The three-story, 3144 sqft, house is configured as a two-family home with separate rental one-bedroom apartment. The main unit includes a parlor floor, a dining room. a library, and a "French country" kitchen. The living room and balcony afford views of the downtown Manhattan skyline, as well as the George Washington Bridge and the Hudson River. On clear days, the new Governor Mario M. Cuomo Bridge (Tappen Zee Bridge) connecting Westchester and Rockland counties can be seen to the north. Upstairs are two master bedrooms, two additional bedrooms which can also be used as studies, and two full bathrooms.

The house was bought in 2000 for $1.1 million. By 2010 the house had only had four owners, and sold c.2011 for around $3.9 million. In 2016, it was put on the market at the asking price of $5.25 million, and after almost three years, it was sold in January 2019 for $2 million.
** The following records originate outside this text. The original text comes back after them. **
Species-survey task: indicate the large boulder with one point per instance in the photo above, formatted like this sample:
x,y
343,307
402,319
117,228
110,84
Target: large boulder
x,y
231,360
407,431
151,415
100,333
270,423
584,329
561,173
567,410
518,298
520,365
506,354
Several other remnants of the estate are still extant as part of the Castle Village complex.

===Retaining wall===
Another remnant of the Paterno estate is the 75-foot retaining wall built to protect Riverside Drive; it now protects the Henry Hudson Parkway. On May 12, 2005, the wall partly collapsed, producing a landslide that buried the northbound lanes of the parkway and six parked cars. No one was injured. The road re-opened to traffic on May 15, but an entry ramp to the highway remained closed for almost two years. A later study found that the collapse could have been prevented.

Reconstruction of the wall, which had been built in 1925, was substantially completed by October 2007, at the cost of $24 million. The access ramp to the Henry Hudson Parkway below the wall was partially reopened in March 2008. All reconstruction on the wall, including the full opening of the access ramp was complete by November 2010.